The 57 Lives of Alex Wayfare has some problems. There’s a ridiculous metaphor that really jumps out and some of the word choices are awkward. (Did we need to call Alex a wayfarer to drive the name home?) The blending of everyday teenage life with the sci-fi concept wasn’t smooth. The revelation halfway through that Alex can just bring skills back with her from the past felt awfully convenient. Still, I like this book a lot. It’s quirky and fun with surprising tension in the climax. The love interest has me following him like a lovesick puppy right there with the MC. I’m really excited for a sequel that will hopefully delve deeper into the few things I thought were missing.

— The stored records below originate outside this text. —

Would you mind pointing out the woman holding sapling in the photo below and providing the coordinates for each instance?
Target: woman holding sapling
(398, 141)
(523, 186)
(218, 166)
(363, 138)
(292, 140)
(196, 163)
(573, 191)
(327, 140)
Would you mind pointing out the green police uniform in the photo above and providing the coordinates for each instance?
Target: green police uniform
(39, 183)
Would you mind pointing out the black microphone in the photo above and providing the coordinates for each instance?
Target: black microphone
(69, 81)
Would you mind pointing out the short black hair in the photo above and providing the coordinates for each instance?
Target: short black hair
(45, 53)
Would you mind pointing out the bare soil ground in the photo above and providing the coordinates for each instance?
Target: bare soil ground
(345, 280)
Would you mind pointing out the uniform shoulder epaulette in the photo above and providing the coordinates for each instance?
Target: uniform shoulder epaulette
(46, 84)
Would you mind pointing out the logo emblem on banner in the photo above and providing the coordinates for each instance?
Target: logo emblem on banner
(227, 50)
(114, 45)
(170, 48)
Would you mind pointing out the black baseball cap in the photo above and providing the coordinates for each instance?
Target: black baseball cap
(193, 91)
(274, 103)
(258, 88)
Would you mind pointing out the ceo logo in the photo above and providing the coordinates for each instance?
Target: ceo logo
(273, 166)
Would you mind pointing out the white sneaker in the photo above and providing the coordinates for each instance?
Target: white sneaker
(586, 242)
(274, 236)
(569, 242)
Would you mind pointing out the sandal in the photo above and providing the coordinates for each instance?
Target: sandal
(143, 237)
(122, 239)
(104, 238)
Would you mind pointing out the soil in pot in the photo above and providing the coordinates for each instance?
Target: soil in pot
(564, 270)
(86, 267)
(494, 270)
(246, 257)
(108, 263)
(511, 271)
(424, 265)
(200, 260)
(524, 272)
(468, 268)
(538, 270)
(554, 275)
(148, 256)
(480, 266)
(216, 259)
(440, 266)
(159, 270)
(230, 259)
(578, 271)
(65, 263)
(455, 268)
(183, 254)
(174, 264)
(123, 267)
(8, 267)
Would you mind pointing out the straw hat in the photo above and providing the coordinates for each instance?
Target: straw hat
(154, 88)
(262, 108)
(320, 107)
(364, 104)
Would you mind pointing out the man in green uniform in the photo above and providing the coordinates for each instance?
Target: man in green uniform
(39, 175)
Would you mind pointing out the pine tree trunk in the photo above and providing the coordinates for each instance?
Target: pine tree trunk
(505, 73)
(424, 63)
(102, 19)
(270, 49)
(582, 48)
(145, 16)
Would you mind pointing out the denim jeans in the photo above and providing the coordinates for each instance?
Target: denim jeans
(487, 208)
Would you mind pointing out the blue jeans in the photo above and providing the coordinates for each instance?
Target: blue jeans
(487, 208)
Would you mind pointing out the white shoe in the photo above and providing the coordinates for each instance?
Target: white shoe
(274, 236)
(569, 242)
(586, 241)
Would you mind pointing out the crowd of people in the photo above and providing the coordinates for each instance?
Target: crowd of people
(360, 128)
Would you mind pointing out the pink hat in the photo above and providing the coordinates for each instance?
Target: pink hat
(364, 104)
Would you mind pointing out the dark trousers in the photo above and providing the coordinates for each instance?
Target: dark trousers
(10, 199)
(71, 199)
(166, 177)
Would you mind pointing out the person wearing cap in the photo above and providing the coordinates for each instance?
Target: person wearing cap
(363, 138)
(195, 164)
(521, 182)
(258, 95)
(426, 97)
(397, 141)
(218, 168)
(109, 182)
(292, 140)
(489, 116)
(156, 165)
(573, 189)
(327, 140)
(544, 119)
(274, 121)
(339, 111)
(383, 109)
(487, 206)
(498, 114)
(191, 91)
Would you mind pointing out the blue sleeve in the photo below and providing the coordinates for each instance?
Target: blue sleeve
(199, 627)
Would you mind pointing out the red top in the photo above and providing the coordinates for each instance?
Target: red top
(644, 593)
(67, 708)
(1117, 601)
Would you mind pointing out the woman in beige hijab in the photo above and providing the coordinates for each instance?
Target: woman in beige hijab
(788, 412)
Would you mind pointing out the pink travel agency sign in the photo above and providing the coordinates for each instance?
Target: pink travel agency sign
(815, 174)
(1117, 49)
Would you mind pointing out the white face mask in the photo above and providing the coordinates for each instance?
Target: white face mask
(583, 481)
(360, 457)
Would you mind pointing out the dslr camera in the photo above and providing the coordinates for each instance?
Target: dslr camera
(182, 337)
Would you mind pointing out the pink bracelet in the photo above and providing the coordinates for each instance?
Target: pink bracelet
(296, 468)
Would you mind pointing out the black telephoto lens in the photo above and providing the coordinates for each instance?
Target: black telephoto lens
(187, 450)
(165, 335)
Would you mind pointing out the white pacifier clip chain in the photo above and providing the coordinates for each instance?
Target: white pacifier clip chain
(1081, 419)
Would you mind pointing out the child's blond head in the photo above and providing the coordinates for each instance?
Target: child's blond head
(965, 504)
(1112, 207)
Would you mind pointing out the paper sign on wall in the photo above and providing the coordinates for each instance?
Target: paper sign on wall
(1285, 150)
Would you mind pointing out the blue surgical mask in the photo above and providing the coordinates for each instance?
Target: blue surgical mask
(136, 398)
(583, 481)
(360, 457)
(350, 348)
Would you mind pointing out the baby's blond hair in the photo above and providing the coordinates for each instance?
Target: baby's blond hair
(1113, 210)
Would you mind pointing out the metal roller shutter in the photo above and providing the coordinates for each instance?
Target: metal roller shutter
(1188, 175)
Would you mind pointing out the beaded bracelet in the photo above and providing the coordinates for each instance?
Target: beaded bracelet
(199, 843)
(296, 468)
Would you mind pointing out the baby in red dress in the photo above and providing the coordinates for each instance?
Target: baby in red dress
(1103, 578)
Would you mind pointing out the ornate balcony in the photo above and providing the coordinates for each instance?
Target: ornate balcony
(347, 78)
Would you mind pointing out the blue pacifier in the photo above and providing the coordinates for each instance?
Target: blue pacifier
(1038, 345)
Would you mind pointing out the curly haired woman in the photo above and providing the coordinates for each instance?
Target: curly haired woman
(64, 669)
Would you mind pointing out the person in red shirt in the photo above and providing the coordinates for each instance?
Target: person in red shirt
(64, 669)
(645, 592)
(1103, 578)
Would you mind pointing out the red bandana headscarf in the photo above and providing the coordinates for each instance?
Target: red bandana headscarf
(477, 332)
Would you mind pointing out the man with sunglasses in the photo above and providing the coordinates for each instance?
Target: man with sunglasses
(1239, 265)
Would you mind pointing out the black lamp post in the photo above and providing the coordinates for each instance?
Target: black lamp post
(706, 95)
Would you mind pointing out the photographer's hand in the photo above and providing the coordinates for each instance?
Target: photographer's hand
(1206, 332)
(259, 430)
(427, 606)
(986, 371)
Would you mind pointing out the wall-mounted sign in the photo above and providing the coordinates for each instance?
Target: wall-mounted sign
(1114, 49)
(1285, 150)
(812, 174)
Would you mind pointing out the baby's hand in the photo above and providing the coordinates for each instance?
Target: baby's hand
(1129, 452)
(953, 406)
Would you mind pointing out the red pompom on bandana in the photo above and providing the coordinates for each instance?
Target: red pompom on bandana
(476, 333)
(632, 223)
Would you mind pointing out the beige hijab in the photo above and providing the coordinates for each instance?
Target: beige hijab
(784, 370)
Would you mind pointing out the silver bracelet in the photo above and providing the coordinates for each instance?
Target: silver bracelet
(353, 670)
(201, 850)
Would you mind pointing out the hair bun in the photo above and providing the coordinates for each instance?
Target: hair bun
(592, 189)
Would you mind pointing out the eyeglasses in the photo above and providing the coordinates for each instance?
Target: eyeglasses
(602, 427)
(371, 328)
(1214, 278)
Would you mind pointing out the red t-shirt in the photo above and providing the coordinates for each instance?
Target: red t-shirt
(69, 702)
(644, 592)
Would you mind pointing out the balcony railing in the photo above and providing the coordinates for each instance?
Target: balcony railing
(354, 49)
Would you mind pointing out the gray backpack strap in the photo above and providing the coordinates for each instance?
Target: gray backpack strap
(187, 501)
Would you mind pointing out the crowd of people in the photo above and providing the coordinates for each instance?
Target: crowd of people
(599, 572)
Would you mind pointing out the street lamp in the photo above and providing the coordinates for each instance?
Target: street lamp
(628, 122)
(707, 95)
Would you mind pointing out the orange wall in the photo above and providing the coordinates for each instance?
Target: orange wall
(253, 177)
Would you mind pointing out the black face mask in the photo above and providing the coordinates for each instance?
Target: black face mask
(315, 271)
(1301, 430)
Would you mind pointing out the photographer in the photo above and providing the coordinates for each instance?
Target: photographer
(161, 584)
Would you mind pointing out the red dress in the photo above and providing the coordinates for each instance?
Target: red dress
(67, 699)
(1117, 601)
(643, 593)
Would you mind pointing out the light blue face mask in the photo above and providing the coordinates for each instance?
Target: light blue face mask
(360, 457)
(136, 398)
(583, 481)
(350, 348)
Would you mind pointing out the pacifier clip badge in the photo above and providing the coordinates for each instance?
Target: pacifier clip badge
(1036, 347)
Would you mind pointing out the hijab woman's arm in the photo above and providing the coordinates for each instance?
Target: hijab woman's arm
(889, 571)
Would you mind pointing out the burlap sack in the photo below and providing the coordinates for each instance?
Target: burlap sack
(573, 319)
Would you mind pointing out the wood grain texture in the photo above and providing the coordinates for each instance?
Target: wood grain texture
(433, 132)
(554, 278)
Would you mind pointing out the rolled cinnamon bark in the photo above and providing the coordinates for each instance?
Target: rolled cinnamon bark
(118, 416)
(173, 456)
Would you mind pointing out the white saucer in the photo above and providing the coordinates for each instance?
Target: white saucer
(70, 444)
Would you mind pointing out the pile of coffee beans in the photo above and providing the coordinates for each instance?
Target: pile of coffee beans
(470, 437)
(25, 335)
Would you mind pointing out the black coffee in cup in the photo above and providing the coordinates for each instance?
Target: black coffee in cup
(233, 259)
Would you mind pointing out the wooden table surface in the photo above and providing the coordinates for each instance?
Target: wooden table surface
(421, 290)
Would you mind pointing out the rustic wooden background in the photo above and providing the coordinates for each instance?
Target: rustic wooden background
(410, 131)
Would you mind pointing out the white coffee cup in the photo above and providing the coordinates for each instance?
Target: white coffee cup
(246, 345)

  1. You're right, and I do the same thing. I typically do not have the best luck with time travel books, but with this one I tried not to pay attention to the details and just lost myself in the book, and it worked.

    And yes, BLUE. <3<3<3 I love him too!

    I was so sad to hear when Strange Chemistry folded, and mainly because of this book! I want the rest of the story! But she has stated that she will self publish if she has to, so we will get the next book no matter what. Phew!

    1. Oh good! I've heard from a lot of Strange Chem authors, but not Ms. Buehrlen. That makes me feel better, because I will cry if I never get more BLUE

  2. It really does sound pretty quirky. I've had chancy results with the SC imprint but maybe I'll consider picking it up.

    1. Which didn't work for you? This is the first SC I'd read, (though I LOVED Cassandra Rose Clarke's adult novel,) but I just bought this and 6 others with the news they're closing.